What a blessing it was to teach college for over 33 years. Educating folks on government and politics has been the bulk of my life’s work, and it was such a joy teaching students, most of whom were eager to learn, contemplate, and discuss important issues.
But during my academic career I witnessed many disturbing trends that continue to harm students across the country. Indeed, on too many university campuses today there is an obsession with homogenization, bureaucratization, research, and money.
As acclaimed University of Georgia Professor Emeritus Dr. Parker Young notes, “Any college worth its salt is a true free marketplace of ideas.” Yet there has been a huge increase in campuses with constipated “hate speech” codes or climates hostile to free expression. In the Orwellian guise of protecting “diversity, equity, and inclusion,” too many higher education administrators restrict basic speech rights and, often invoking “social justice,” too many professors substitute their own political bias for teaching many sides of issues. So what should be the most free places in America are often the least. As the legendary liberal U.S. Supreme Court Justice Hugo Black warned, “the freedoms of speech, press, petition, and assembly guaranteed by the First Amendment must be accorded to the ideas we hate, or sooner or later they will be denied to the ideas we cherish.”
Universities should provide an outstanding education and vibrant campus life that spur students to grow intellectually, emotionally, and morally. We should not just teach them propaganda but help them reason critically. They need to question everything – including their professors — and always think analytically for themselves.
Yet there is now also far too much emphasis on uniform “assessment” at college. In ever more classes, administrators make professors give the same assignments using the same “rubric” to grade papers, a la high school. So much for hiring the best teachers so each can create his own class assignments and grading methods. Alas, too many bureaucrats crave the very standardization which has so stifled innovation and achievement in k-12 schools.
Education should help students learn, mature, and achieve the most meaningful lives possible. Instead, often administrators see students as little more than dollar signs, numbers, and means to get their offices, departments, or schools more funding, recognition, and power. Indeed, many administrators do not teach and know little and care less about good instruction and the need for schools to create a challenging, yet nurturing environment for students navigating a vulnerable time in their lives. But all college and university workers should recall who pays their salaries.
Sadly, too often students get real world lessons in Machiavellian campus politics. In fact, U.S. Secretary of State and Harvard University professor Dr. Henry Kissinger concluded that “university politics are vicious.” In short, when administrators or professors put personal professional interests ahead of students, they undermine the very purpose of education.
Sadly, the biggest lessons I learned as a graduate student at a large “prestigious” (see: “publish-or-perish”) university were how NOT to teach and NEVER to treat people. Classmates and I got daily doses of just how cold and uncaring too many bureaucrats and faculty could be.
Yet ever more administrators push precisely this publish-or-perish model.
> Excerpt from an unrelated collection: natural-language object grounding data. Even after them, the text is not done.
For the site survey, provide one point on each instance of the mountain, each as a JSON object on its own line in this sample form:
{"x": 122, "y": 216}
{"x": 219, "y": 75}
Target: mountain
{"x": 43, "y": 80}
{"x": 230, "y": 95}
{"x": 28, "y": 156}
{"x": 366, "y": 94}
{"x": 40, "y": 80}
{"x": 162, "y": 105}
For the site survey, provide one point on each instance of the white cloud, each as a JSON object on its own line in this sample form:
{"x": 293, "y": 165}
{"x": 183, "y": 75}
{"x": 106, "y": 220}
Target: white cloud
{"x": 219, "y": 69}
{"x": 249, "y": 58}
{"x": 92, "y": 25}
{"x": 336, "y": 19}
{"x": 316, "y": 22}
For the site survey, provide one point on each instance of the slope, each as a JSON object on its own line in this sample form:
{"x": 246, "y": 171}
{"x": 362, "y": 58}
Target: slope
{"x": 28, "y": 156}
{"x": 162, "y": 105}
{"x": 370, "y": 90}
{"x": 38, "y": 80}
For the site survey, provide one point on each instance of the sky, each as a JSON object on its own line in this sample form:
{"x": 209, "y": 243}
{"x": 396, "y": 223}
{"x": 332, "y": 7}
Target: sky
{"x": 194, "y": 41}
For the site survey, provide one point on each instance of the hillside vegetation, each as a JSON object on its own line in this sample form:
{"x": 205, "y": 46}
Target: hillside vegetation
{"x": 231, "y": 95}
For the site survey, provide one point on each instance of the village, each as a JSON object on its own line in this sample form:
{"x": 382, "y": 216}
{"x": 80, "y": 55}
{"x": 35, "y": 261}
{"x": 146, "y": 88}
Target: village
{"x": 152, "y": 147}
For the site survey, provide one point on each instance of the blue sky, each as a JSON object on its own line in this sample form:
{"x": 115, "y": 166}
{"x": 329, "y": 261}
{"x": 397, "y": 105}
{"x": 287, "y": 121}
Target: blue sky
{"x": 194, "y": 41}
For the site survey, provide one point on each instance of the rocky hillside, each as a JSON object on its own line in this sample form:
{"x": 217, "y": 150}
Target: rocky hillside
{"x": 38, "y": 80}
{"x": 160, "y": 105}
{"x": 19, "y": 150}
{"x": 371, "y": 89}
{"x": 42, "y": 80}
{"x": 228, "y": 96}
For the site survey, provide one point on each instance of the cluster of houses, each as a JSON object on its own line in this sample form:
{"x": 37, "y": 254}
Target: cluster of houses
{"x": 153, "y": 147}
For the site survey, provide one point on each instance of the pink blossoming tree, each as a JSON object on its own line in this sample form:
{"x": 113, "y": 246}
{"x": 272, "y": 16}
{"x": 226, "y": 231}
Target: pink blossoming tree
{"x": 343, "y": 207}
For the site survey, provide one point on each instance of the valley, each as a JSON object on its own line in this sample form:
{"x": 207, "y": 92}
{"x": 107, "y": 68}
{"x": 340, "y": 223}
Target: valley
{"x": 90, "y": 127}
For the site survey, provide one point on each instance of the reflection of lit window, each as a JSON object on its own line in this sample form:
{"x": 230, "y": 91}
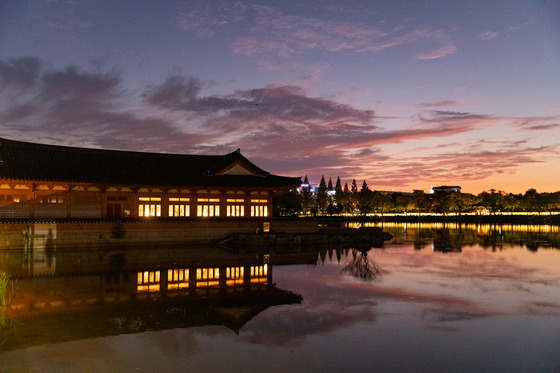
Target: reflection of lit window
{"x": 177, "y": 279}
{"x": 259, "y": 273}
{"x": 52, "y": 199}
{"x": 178, "y": 207}
{"x": 148, "y": 281}
{"x": 147, "y": 207}
{"x": 207, "y": 277}
{"x": 208, "y": 207}
{"x": 234, "y": 275}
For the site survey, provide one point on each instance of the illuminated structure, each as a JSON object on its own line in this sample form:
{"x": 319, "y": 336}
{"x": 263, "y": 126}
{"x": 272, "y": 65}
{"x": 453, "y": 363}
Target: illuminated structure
{"x": 445, "y": 189}
{"x": 48, "y": 181}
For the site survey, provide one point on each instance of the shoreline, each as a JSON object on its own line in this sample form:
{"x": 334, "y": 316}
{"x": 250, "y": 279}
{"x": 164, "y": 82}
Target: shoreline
{"x": 461, "y": 219}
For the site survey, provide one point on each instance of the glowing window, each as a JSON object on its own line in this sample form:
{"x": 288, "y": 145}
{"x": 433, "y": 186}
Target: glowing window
{"x": 259, "y": 210}
{"x": 177, "y": 279}
{"x": 148, "y": 281}
{"x": 259, "y": 274}
{"x": 234, "y": 275}
{"x": 208, "y": 207}
{"x": 207, "y": 277}
{"x": 147, "y": 207}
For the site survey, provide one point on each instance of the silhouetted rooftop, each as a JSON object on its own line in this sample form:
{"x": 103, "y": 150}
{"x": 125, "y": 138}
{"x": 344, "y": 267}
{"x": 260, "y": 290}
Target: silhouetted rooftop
{"x": 51, "y": 163}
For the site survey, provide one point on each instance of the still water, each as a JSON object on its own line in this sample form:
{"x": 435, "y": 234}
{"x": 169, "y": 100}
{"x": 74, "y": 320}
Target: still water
{"x": 436, "y": 298}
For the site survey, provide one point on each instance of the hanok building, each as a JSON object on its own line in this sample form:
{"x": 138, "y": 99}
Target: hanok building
{"x": 48, "y": 181}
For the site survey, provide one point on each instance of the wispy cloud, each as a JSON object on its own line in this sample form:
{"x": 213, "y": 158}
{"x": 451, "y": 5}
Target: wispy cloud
{"x": 488, "y": 35}
{"x": 538, "y": 123}
{"x": 268, "y": 30}
{"x": 205, "y": 18}
{"x": 282, "y": 128}
{"x": 439, "y": 103}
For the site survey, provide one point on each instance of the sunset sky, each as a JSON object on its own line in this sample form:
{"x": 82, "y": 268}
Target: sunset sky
{"x": 403, "y": 94}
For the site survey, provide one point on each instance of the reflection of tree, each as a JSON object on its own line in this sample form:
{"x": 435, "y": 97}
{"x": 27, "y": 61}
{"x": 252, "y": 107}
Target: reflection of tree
{"x": 361, "y": 266}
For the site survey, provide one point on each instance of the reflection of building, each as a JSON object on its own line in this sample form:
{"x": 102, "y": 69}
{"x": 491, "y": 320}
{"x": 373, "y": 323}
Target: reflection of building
{"x": 47, "y": 181}
{"x": 152, "y": 289}
{"x": 445, "y": 189}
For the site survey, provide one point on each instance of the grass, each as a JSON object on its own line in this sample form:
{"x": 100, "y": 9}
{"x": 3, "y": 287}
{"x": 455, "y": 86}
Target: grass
{"x": 132, "y": 324}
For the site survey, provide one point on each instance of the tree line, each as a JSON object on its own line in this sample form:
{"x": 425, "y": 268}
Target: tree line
{"x": 351, "y": 199}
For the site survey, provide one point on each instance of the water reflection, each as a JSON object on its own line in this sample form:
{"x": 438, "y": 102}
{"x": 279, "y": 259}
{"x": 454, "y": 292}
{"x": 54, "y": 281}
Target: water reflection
{"x": 109, "y": 291}
{"x": 361, "y": 266}
{"x": 453, "y": 237}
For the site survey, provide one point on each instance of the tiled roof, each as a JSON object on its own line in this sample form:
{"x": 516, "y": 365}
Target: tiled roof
{"x": 51, "y": 163}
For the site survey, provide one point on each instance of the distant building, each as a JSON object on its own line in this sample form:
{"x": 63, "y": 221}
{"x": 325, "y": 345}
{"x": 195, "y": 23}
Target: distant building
{"x": 445, "y": 189}
{"x": 48, "y": 181}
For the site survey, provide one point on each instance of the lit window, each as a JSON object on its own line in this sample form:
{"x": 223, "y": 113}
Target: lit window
{"x": 235, "y": 207}
{"x": 177, "y": 279}
{"x": 234, "y": 275}
{"x": 148, "y": 281}
{"x": 178, "y": 207}
{"x": 149, "y": 206}
{"x": 259, "y": 207}
{"x": 207, "y": 277}
{"x": 259, "y": 274}
{"x": 208, "y": 207}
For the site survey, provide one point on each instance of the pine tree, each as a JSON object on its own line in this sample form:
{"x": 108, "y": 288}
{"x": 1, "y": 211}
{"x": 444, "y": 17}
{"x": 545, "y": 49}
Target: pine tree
{"x": 322, "y": 197}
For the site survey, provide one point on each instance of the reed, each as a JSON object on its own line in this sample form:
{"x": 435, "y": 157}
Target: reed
{"x": 4, "y": 281}
{"x": 5, "y": 297}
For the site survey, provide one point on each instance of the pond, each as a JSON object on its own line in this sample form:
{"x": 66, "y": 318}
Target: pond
{"x": 435, "y": 298}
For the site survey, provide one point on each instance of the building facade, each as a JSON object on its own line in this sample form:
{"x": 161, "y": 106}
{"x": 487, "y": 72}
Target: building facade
{"x": 49, "y": 181}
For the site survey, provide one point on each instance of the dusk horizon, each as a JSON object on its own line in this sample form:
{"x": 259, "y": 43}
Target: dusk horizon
{"x": 403, "y": 95}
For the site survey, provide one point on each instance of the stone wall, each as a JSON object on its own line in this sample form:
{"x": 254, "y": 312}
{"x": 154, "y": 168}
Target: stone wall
{"x": 105, "y": 233}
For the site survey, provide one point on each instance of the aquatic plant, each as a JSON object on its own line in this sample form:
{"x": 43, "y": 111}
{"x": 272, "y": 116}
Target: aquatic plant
{"x": 4, "y": 296}
{"x": 4, "y": 280}
{"x": 134, "y": 324}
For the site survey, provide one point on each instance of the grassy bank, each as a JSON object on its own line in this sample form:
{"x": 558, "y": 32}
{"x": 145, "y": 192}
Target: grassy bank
{"x": 464, "y": 219}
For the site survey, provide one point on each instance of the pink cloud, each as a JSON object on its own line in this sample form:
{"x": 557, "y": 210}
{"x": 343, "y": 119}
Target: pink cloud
{"x": 439, "y": 103}
{"x": 283, "y": 35}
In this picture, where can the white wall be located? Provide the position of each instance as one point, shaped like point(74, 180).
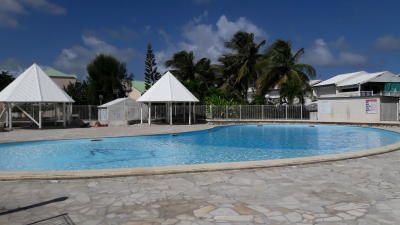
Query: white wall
point(348, 110)
point(325, 91)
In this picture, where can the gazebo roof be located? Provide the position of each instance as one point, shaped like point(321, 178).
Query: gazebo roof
point(168, 89)
point(34, 85)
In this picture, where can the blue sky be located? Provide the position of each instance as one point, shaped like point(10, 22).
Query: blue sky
point(338, 36)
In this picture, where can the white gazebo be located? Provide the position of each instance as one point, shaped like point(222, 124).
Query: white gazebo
point(167, 90)
point(33, 87)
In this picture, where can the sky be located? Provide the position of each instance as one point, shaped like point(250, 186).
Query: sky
point(338, 36)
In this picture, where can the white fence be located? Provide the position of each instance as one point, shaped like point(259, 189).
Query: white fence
point(258, 112)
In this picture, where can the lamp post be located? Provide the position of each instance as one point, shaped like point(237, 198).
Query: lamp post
point(101, 99)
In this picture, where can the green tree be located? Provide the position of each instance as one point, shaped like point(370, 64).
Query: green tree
point(107, 77)
point(280, 66)
point(239, 66)
point(151, 75)
point(197, 76)
point(79, 92)
point(5, 79)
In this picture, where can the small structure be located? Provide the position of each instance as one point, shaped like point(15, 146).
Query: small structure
point(138, 88)
point(60, 78)
point(121, 111)
point(167, 90)
point(35, 88)
point(365, 109)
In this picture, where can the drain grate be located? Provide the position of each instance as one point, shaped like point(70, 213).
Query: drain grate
point(62, 219)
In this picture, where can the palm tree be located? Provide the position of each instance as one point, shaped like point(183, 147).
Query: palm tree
point(279, 66)
point(240, 65)
point(198, 76)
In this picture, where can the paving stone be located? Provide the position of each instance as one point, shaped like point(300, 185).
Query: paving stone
point(203, 211)
point(294, 217)
point(224, 212)
point(240, 218)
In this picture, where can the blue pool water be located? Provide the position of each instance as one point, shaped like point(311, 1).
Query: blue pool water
point(221, 144)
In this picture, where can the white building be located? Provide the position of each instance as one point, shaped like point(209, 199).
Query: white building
point(359, 83)
point(359, 97)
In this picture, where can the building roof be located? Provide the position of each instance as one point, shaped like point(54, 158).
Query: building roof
point(139, 85)
point(51, 72)
point(113, 102)
point(361, 77)
point(314, 82)
point(339, 78)
point(168, 89)
point(34, 85)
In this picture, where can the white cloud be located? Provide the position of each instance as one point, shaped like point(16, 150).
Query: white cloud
point(10, 10)
point(46, 7)
point(388, 42)
point(12, 65)
point(76, 58)
point(201, 2)
point(207, 40)
point(322, 54)
point(11, 6)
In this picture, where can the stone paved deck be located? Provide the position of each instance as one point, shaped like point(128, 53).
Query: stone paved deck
point(360, 191)
point(364, 191)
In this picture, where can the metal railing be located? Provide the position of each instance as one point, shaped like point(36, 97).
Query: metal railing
point(258, 112)
point(85, 112)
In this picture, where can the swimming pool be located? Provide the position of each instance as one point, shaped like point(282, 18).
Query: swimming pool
point(221, 144)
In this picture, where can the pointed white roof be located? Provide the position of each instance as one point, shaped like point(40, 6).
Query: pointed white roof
point(34, 85)
point(168, 89)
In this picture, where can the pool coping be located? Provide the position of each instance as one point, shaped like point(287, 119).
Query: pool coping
point(143, 171)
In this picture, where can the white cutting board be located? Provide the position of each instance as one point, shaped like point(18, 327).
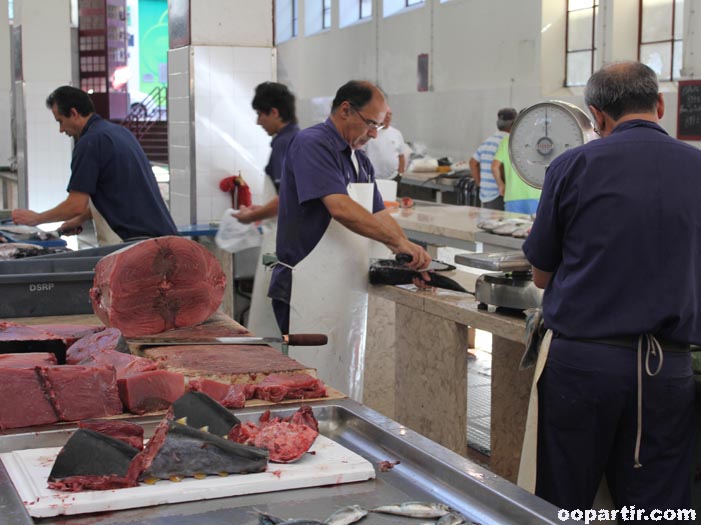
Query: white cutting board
point(29, 470)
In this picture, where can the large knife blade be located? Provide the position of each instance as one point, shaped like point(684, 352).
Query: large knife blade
point(290, 340)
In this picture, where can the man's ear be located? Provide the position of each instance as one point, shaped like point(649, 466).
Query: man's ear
point(599, 120)
point(660, 106)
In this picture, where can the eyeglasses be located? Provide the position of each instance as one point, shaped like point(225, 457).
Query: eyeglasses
point(368, 122)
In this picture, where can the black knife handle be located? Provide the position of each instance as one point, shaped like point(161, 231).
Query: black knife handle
point(306, 339)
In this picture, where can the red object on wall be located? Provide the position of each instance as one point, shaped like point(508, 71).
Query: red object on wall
point(240, 191)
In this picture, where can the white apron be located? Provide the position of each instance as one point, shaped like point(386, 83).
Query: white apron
point(330, 296)
point(105, 234)
point(261, 319)
point(527, 468)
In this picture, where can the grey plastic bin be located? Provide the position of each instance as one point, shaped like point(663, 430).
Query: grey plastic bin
point(36, 287)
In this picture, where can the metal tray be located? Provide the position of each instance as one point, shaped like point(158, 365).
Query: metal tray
point(426, 472)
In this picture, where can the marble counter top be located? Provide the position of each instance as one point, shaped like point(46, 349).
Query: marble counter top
point(457, 307)
point(446, 220)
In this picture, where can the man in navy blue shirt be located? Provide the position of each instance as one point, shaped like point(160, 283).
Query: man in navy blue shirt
point(319, 167)
point(275, 107)
point(617, 246)
point(108, 167)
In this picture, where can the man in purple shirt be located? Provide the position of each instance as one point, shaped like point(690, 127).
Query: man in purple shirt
point(617, 246)
point(275, 107)
point(318, 169)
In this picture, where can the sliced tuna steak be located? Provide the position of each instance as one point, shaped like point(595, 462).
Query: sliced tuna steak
point(287, 440)
point(82, 392)
point(157, 285)
point(92, 461)
point(17, 338)
point(151, 391)
point(125, 431)
point(24, 401)
point(200, 411)
point(109, 340)
point(277, 387)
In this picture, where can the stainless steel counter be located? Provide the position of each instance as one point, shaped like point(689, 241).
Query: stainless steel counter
point(426, 471)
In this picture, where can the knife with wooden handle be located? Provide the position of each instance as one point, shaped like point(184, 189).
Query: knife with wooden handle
point(290, 340)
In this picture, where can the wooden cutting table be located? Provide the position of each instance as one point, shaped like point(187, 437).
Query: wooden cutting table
point(416, 368)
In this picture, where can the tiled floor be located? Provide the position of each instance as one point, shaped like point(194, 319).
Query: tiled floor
point(479, 375)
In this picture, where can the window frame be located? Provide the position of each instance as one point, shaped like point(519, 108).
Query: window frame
point(596, 5)
point(671, 41)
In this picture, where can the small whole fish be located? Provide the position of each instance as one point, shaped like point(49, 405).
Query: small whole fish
point(415, 509)
point(347, 515)
point(452, 518)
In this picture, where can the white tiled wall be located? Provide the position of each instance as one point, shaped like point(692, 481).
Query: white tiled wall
point(45, 67)
point(179, 139)
point(226, 137)
point(5, 85)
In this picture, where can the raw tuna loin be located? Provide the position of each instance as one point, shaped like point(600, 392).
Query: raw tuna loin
point(157, 285)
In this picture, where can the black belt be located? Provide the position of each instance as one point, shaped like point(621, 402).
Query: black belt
point(632, 343)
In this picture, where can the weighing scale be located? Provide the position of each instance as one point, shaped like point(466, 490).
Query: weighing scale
point(539, 134)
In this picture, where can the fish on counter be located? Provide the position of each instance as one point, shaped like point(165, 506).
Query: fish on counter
point(515, 227)
point(22, 232)
point(157, 285)
point(390, 271)
point(92, 460)
point(176, 451)
point(346, 515)
point(415, 509)
point(198, 410)
point(287, 439)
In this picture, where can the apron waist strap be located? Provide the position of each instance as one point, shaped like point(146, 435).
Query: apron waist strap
point(632, 343)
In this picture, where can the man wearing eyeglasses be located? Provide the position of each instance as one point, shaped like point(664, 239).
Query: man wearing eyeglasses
point(329, 210)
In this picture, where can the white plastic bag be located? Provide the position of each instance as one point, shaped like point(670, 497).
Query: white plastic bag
point(234, 236)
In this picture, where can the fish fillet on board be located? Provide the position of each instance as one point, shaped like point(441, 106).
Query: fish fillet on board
point(232, 364)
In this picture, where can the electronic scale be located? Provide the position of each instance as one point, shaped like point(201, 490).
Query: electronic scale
point(539, 134)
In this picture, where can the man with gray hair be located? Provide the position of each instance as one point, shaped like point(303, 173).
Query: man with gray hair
point(491, 190)
point(617, 246)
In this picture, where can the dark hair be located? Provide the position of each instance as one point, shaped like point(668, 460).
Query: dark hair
point(357, 92)
point(271, 95)
point(505, 118)
point(622, 88)
point(67, 97)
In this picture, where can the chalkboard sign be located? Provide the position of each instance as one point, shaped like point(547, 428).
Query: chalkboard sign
point(689, 110)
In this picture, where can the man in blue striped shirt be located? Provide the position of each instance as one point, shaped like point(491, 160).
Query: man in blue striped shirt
point(491, 192)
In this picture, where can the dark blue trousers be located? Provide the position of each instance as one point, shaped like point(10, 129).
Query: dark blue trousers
point(282, 316)
point(587, 423)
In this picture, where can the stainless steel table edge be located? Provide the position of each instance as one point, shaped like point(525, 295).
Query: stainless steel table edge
point(453, 479)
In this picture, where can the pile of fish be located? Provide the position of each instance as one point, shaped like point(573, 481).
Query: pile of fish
point(195, 439)
point(20, 232)
point(395, 271)
point(443, 514)
point(20, 250)
point(518, 228)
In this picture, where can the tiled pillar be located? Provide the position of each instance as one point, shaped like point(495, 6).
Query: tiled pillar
point(5, 79)
point(42, 153)
point(220, 50)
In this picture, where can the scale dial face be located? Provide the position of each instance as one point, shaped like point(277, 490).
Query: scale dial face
point(541, 133)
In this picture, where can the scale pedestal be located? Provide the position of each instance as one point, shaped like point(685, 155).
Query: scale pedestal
point(511, 286)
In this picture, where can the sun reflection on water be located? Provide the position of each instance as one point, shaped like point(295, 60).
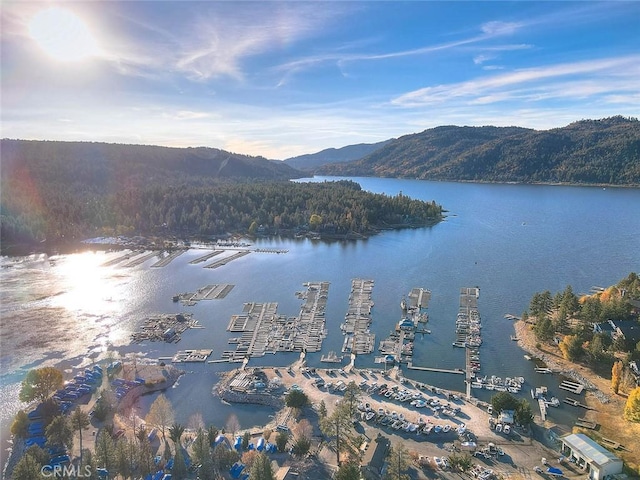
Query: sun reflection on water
point(88, 286)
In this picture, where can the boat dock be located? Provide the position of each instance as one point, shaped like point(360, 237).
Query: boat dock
point(358, 338)
point(457, 371)
point(215, 291)
point(543, 408)
point(140, 259)
point(225, 260)
point(468, 329)
point(265, 331)
point(206, 257)
point(122, 258)
point(419, 298)
point(573, 387)
point(186, 356)
point(575, 403)
point(165, 328)
point(169, 258)
point(331, 357)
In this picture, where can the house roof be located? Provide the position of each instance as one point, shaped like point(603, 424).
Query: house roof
point(592, 451)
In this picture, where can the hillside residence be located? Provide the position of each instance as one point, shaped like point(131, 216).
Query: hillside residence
point(374, 457)
point(590, 456)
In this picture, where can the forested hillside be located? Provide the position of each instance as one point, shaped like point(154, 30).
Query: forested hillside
point(603, 151)
point(311, 161)
point(58, 193)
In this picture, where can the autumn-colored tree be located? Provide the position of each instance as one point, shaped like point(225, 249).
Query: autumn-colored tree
point(40, 383)
point(160, 414)
point(632, 407)
point(616, 376)
point(571, 347)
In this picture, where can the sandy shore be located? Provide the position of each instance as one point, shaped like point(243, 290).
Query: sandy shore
point(522, 452)
point(607, 406)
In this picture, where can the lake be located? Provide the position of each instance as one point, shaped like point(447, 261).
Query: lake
point(509, 240)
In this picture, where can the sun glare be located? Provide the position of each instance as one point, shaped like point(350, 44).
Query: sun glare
point(62, 35)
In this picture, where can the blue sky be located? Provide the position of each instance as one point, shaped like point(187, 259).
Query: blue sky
point(281, 79)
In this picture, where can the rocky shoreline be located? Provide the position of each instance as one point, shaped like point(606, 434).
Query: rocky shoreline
point(527, 341)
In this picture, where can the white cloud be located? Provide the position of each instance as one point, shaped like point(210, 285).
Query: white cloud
point(609, 75)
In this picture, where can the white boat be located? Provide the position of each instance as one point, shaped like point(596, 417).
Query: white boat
point(553, 402)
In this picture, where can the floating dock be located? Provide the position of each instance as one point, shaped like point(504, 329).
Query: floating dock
point(225, 260)
point(358, 338)
point(457, 371)
point(206, 257)
point(543, 409)
point(165, 328)
point(332, 357)
point(214, 291)
point(265, 331)
point(169, 258)
point(573, 387)
point(575, 403)
point(186, 356)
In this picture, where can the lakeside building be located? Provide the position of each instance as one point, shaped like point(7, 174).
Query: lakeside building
point(592, 457)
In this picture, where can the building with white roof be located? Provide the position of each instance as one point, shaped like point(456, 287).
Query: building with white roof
point(589, 455)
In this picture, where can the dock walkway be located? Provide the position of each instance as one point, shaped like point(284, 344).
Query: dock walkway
point(358, 338)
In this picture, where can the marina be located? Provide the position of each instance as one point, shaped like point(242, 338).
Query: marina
point(189, 356)
point(573, 387)
point(165, 328)
point(398, 346)
point(265, 331)
point(163, 262)
point(225, 260)
point(358, 338)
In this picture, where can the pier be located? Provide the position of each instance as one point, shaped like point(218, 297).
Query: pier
point(543, 409)
point(165, 328)
point(265, 331)
point(140, 259)
point(206, 257)
point(169, 258)
point(573, 387)
point(358, 338)
point(215, 291)
point(225, 260)
point(186, 356)
point(457, 371)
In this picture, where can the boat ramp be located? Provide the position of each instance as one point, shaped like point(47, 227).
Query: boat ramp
point(265, 331)
point(358, 339)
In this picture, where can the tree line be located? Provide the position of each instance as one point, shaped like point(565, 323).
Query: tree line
point(605, 151)
point(573, 317)
point(60, 214)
When a professor knows he has to get published in X number of officially approved journals by Y date, time spent with students detracts from researching and writing – and keeping his job. So a closed office door with its window papered over and the light on inside tells students to go away. While some professors are inspiring teachers and researchers, the combination is uncommon.
But too many universities covet the prestige (U.S. News & World Report rankings!) and government funding that follows an emphasis on research. Again, students’ education is sacrificed on the altars of reputation and money.
The surge in on-line courses further compromises instruction since posting lessons on a computer is a poor stand-in for in-person lectures and real-time discussions. There is also far more cheating with on-line tests. Yet many schools covet on-line classes to make more money since they do not need buildings. One day a salary-free computer might “teach” 100 such classes at the same time.
Making everything worse are the outrageous costs of tuition and textbooks – for most of my career, I did not require textbooks for my classes because they were too expensive. With the huge increases in government grants and loans to students in recent decades, colleges have responded by spiking costs ever more, causing far too many students to go deeply in debt.
I pray every university rededicates itself to providing the best instruction at a reasonable cost to the largest variety of students cherished in a warm, welcoming environment that celebrates a true diversity of ideas and free inquiry. May students always come first, and may all educators be Good Samaritans who make a special effort to see no student is lost due to institutional neglect.